電気の直流と交流について

日常生活で私たちは電気を使っています。いまや電気の無い生活というのは、考えることが出来ないくらいに、必要不可欠なものとなっています。しかし実は電気というものは私たちが思っているよりもずっと複雑ですし、専門用語・専門的知識も大量にあります。しかし私たちはそういった事は普段あまり意識せずに、電気を使っていることと思います。そうした中で電気の「直流」「交流」という言葉を見た事がある方も、きっと多くいらっしゃるのでは無いでしょうか。そこで今回は電気の「直流」と「交流」について書いていきたいと思います。

電気の直流と交流とは?

上にも書いたように、電気には「直流」「交流」の2種類があります。この「直流」「交流」とは、一言で言ってしまえば「電気の流れ方の違い」という事になります。「直流」とは電圧の大きさ・電流の流れる方向が一定の電気のことを言います。そしてもう一方の「交流」ですが、これは一定周期で電圧の大きさと向きが変化している電流のことを言います。もう少し詳しく見ていきましょう。

直流電気について

先程も書きましたとおり、直流電気とは電圧の大きさや電流の流れる方向が「常に一定」の電気のことです。電池やバッテリーなど日常的に使用しているほとんどの電気製品で利用する電気は、この直流電気となります。

そして直流電気にはもうひとつの大きな特徴があります。その特徴とは「極性」、つまりプラスとマイナスがあるという事です。乾電池などを利用するときに、電池蓋を開けるとプラスとマイナスが書かれている印があるかと思います。その時にプラスとマイナスを入れる所を間違えて電池をいれてしまうと、その機械が動かなくなるという経験をされた方もいらっしゃるかと思います。そのように電気にプラスとマイナスの区別があるのが「極性」であり、交流電気の最大の特徴という事になります。

交流電気について

一方の交流電気ですが、これは一般的にコンセントから流れてくる電気となります。交流電気は一定周期で電圧の大きさと向きが変化するのが、最大の特徴です。その変化の回数は、静岡県富士川より東の地域では、一秒間に50回、西の地域では一秒間に60回となります。これで気づいた方もいらっしゃるかもしれませんが、この「1秒間に変化する回数」の事を電気の「周波数」と言います。なぜ静岡県富士川を境に周波数が異なっているのかという事は、日本ではじめて発電をするために、東と西でそれぞれ別の周波数の発電機を購入してしまったからだ、という歴史があります。

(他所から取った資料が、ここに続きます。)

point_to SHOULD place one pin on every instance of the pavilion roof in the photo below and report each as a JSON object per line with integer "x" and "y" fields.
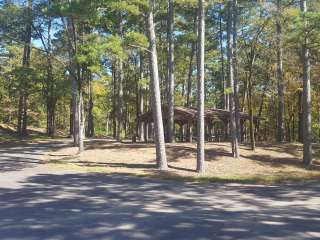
{"x": 185, "y": 115}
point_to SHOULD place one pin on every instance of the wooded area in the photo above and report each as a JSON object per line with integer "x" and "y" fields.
{"x": 97, "y": 68}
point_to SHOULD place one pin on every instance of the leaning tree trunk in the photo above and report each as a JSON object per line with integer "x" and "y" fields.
{"x": 280, "y": 117}
{"x": 235, "y": 70}
{"x": 171, "y": 73}
{"x": 200, "y": 79}
{"x": 120, "y": 102}
{"x": 233, "y": 125}
{"x": 223, "y": 80}
{"x": 141, "y": 99}
{"x": 23, "y": 98}
{"x": 156, "y": 99}
{"x": 90, "y": 130}
{"x": 306, "y": 106}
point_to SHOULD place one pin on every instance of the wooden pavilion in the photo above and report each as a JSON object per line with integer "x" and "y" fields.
{"x": 216, "y": 123}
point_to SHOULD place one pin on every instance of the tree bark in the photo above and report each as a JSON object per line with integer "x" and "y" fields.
{"x": 223, "y": 80}
{"x": 141, "y": 99}
{"x": 200, "y": 80}
{"x": 280, "y": 118}
{"x": 231, "y": 87}
{"x": 90, "y": 130}
{"x": 171, "y": 72}
{"x": 235, "y": 69}
{"x": 155, "y": 88}
{"x": 306, "y": 106}
{"x": 23, "y": 98}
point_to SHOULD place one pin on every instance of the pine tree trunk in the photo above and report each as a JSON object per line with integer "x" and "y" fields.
{"x": 223, "y": 80}
{"x": 235, "y": 69}
{"x": 200, "y": 98}
{"x": 156, "y": 99}
{"x": 280, "y": 118}
{"x": 141, "y": 99}
{"x": 81, "y": 122}
{"x": 171, "y": 72}
{"x": 90, "y": 129}
{"x": 306, "y": 106}
{"x": 120, "y": 102}
{"x": 114, "y": 99}
{"x": 232, "y": 109}
{"x": 23, "y": 98}
{"x": 193, "y": 50}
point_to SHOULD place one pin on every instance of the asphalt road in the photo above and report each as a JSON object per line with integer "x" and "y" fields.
{"x": 40, "y": 203}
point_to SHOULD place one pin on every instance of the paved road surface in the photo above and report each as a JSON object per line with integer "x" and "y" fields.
{"x": 40, "y": 203}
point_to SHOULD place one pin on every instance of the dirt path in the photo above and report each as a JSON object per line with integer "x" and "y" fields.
{"x": 37, "y": 202}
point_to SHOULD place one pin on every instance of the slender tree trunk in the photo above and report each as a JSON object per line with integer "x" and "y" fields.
{"x": 280, "y": 118}
{"x": 114, "y": 98}
{"x": 235, "y": 69}
{"x": 155, "y": 88}
{"x": 141, "y": 98}
{"x": 233, "y": 125}
{"x": 81, "y": 122}
{"x": 120, "y": 102}
{"x": 223, "y": 80}
{"x": 200, "y": 80}
{"x": 90, "y": 108}
{"x": 192, "y": 53}
{"x": 171, "y": 72}
{"x": 306, "y": 106}
{"x": 23, "y": 98}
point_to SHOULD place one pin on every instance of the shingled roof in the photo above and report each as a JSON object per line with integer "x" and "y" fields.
{"x": 184, "y": 115}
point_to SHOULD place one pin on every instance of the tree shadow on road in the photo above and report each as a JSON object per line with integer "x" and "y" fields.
{"x": 96, "y": 206}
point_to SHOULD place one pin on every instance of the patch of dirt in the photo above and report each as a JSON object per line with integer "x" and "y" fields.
{"x": 139, "y": 158}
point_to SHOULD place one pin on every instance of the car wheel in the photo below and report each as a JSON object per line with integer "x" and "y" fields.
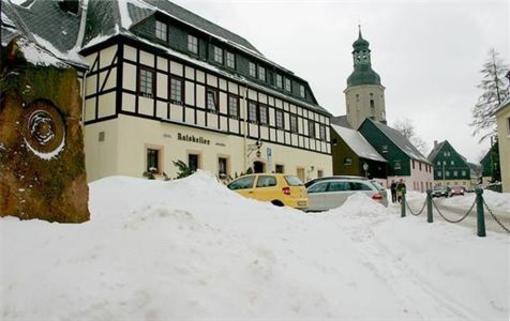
{"x": 277, "y": 203}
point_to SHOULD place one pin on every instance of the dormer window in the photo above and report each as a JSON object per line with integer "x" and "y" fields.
{"x": 193, "y": 44}
{"x": 252, "y": 69}
{"x": 230, "y": 60}
{"x": 302, "y": 91}
{"x": 161, "y": 30}
{"x": 279, "y": 81}
{"x": 262, "y": 73}
{"x": 288, "y": 86}
{"x": 218, "y": 55}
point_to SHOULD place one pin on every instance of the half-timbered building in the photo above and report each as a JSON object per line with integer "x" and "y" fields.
{"x": 165, "y": 85}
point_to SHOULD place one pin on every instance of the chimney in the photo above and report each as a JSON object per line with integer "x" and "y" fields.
{"x": 71, "y": 6}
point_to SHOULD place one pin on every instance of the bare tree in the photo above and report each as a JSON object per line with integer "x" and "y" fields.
{"x": 495, "y": 92}
{"x": 407, "y": 129}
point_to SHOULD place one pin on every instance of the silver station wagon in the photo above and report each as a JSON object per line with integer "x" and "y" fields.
{"x": 329, "y": 193}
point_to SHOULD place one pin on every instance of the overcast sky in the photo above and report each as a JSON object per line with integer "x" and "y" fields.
{"x": 428, "y": 53}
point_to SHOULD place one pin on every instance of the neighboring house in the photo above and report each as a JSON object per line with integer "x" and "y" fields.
{"x": 165, "y": 84}
{"x": 352, "y": 153}
{"x": 404, "y": 160}
{"x": 503, "y": 125}
{"x": 490, "y": 165}
{"x": 450, "y": 167}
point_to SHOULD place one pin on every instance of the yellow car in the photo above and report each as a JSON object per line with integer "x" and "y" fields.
{"x": 279, "y": 189}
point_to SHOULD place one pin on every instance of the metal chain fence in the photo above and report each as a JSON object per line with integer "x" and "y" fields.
{"x": 420, "y": 211}
{"x": 453, "y": 221}
{"x": 495, "y": 218}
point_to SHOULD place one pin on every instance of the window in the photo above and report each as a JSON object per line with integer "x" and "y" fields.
{"x": 233, "y": 106}
{"x": 279, "y": 119}
{"x": 222, "y": 167}
{"x": 212, "y": 99}
{"x": 288, "y": 86}
{"x": 193, "y": 162}
{"x": 252, "y": 111}
{"x": 293, "y": 124}
{"x": 146, "y": 82}
{"x": 161, "y": 30}
{"x": 252, "y": 69}
{"x": 279, "y": 81}
{"x": 242, "y": 183}
{"x": 176, "y": 90}
{"x": 262, "y": 73}
{"x": 322, "y": 133}
{"x": 153, "y": 160}
{"x": 311, "y": 129}
{"x": 302, "y": 91}
{"x": 193, "y": 44}
{"x": 318, "y": 188}
{"x": 263, "y": 114}
{"x": 231, "y": 60}
{"x": 266, "y": 181}
{"x": 218, "y": 55}
{"x": 338, "y": 186}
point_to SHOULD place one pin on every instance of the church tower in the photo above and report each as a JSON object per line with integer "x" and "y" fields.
{"x": 364, "y": 95}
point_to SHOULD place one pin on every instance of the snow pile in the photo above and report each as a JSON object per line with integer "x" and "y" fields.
{"x": 192, "y": 249}
{"x": 495, "y": 201}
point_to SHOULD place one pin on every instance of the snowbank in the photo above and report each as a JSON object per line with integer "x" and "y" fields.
{"x": 192, "y": 249}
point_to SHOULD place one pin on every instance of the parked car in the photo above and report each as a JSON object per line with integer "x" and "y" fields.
{"x": 279, "y": 189}
{"x": 315, "y": 180}
{"x": 332, "y": 192}
{"x": 456, "y": 190}
{"x": 440, "y": 191}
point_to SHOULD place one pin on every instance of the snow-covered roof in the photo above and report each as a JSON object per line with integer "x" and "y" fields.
{"x": 359, "y": 145}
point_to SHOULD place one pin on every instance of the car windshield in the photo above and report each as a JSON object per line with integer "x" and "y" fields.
{"x": 293, "y": 180}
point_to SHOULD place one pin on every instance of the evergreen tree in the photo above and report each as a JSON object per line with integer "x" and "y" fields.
{"x": 495, "y": 92}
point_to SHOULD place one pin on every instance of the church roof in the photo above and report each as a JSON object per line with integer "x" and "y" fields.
{"x": 357, "y": 143}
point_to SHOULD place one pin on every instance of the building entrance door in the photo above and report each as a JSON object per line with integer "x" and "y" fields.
{"x": 258, "y": 167}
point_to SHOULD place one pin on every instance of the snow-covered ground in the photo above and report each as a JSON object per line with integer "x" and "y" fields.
{"x": 191, "y": 249}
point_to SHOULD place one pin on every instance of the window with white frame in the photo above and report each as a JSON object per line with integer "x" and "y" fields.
{"x": 279, "y": 119}
{"x": 279, "y": 81}
{"x": 218, "y": 55}
{"x": 293, "y": 124}
{"x": 193, "y": 44}
{"x": 311, "y": 129}
{"x": 288, "y": 86}
{"x": 252, "y": 69}
{"x": 233, "y": 106}
{"x": 263, "y": 114}
{"x": 262, "y": 73}
{"x": 176, "y": 90}
{"x": 212, "y": 99}
{"x": 230, "y": 60}
{"x": 161, "y": 30}
{"x": 252, "y": 111}
{"x": 146, "y": 82}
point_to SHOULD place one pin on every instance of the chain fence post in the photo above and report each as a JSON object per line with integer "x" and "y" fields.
{"x": 430, "y": 218}
{"x": 480, "y": 219}
{"x": 403, "y": 205}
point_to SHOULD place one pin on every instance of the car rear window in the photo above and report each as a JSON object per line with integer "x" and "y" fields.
{"x": 293, "y": 180}
{"x": 266, "y": 181}
{"x": 242, "y": 183}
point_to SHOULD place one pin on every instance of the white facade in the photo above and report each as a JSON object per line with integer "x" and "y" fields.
{"x": 121, "y": 125}
{"x": 503, "y": 124}
{"x": 365, "y": 101}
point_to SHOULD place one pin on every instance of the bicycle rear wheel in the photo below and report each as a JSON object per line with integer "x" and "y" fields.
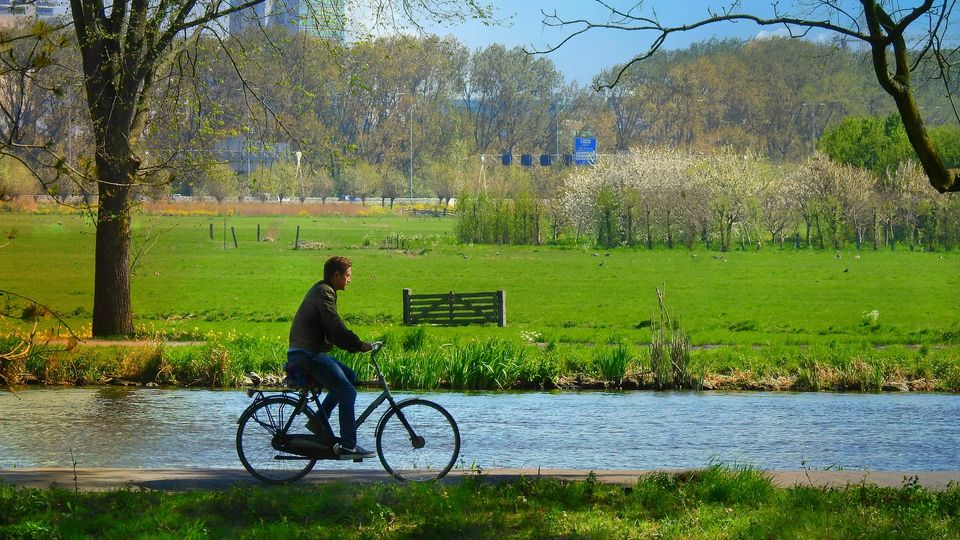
{"x": 259, "y": 427}
{"x": 427, "y": 453}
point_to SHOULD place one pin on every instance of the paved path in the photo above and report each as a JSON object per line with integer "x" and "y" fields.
{"x": 188, "y": 479}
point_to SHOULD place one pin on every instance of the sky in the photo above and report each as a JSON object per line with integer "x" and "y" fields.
{"x": 586, "y": 55}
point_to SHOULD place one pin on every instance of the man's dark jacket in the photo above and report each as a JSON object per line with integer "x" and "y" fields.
{"x": 317, "y": 326}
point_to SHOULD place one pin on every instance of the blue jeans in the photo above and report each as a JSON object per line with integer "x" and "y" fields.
{"x": 337, "y": 379}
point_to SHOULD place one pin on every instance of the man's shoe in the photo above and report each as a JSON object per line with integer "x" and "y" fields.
{"x": 355, "y": 452}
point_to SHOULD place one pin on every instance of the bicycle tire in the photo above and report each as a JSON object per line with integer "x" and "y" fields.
{"x": 259, "y": 424}
{"x": 441, "y": 441}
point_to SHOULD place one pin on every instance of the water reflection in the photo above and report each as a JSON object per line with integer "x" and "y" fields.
{"x": 155, "y": 428}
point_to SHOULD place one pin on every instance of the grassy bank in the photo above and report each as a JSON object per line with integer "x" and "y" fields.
{"x": 418, "y": 359}
{"x": 773, "y": 318}
{"x": 713, "y": 503}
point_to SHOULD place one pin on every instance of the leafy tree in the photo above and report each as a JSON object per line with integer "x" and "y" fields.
{"x": 319, "y": 183}
{"x": 509, "y": 94}
{"x": 359, "y": 180}
{"x": 125, "y": 49}
{"x": 885, "y": 28}
{"x": 876, "y": 144}
{"x": 16, "y": 180}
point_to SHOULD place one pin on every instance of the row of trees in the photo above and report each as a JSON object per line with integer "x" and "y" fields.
{"x": 670, "y": 198}
{"x": 396, "y": 103}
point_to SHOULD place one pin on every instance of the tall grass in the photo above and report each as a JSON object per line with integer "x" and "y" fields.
{"x": 613, "y": 364}
{"x": 418, "y": 359}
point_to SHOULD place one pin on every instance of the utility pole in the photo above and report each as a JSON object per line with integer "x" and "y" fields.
{"x": 411, "y": 150}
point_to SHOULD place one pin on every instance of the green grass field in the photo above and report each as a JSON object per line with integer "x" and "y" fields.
{"x": 805, "y": 320}
{"x": 712, "y": 503}
{"x": 565, "y": 293}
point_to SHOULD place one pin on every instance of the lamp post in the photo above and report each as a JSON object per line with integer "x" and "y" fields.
{"x": 411, "y": 148}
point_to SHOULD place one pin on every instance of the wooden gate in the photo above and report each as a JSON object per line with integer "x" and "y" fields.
{"x": 452, "y": 309}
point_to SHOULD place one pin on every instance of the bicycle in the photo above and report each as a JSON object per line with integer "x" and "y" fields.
{"x": 417, "y": 439}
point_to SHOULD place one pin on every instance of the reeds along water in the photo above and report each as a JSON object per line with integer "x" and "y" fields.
{"x": 413, "y": 360}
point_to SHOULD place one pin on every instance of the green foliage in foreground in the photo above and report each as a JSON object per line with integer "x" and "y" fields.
{"x": 713, "y": 503}
{"x": 418, "y": 358}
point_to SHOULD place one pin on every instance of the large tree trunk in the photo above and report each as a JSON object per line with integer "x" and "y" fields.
{"x": 112, "y": 314}
{"x": 116, "y": 167}
{"x": 884, "y": 32}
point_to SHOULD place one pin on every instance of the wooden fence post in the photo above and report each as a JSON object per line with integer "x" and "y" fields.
{"x": 502, "y": 308}
{"x": 406, "y": 307}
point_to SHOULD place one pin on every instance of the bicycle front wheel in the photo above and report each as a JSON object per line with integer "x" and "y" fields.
{"x": 257, "y": 442}
{"x": 427, "y": 450}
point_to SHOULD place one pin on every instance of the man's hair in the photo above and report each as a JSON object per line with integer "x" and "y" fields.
{"x": 335, "y": 264}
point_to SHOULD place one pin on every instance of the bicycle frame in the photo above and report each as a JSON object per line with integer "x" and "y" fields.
{"x": 305, "y": 395}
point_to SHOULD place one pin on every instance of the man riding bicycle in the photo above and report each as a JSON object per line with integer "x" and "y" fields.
{"x": 316, "y": 329}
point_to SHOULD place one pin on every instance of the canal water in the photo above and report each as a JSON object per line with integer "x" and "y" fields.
{"x": 171, "y": 428}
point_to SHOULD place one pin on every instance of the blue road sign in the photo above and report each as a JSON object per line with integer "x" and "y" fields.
{"x": 585, "y": 150}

更に交流電気のもうひとつの特徴として、簡単に電圧を変換できる、という事があげられます。普段電気が電線を通っているときには、6600Vとかなり高い電圧になっています。この電圧の電気は、そのままではとても利用することは出来ません。その高圧の電気が電柱の上にある変圧器にて100Vから200Vに変換され、あるいはキュービクルなどの自家変電施設などで100Vから200Vに変換され、各コンセントへ送られます。更にコンセントから送られてきた電気は、そのままでは電気機器に利用はできませんので、各機器の内部やACアダプターなどで直流電気に変換されます。

発電所から各消費者のところへ

発電所で発電される電気は交流です。その後変電所で高電圧に変換され、高圧線や各電線を経由して家庭やオフィス、工場などに届きます。これは交流電気の方が高い電圧を扱うのが容易だからです。また高電圧のまま電線をとおり、各消費者のところで変圧をして利用することで、電気がロスすることを防ぎ、更に送配電の設備コストを必要最小限に留めることが可能となります。

一方直流電気の電圧を下げるのは、相当な手間がかかってしまいます。しかし実際に家庭で使用するには、直流電気の方が圧倒的に優れているのです。このように特徴が全く違う2種類を巧みに使い分けることで、日常的に電気を使うことができるようになっているのです。

最後に

「直流」と「交流」という言葉は、普段電気を利用している私たちでも時々は目にしますが、その違いについては漠然とした理解しかしてない、という方も多いのでは無いでしょうか。これを機会により電気についての知識をつけてみると、電気のことがより分かって面白くなるかもしれませんね。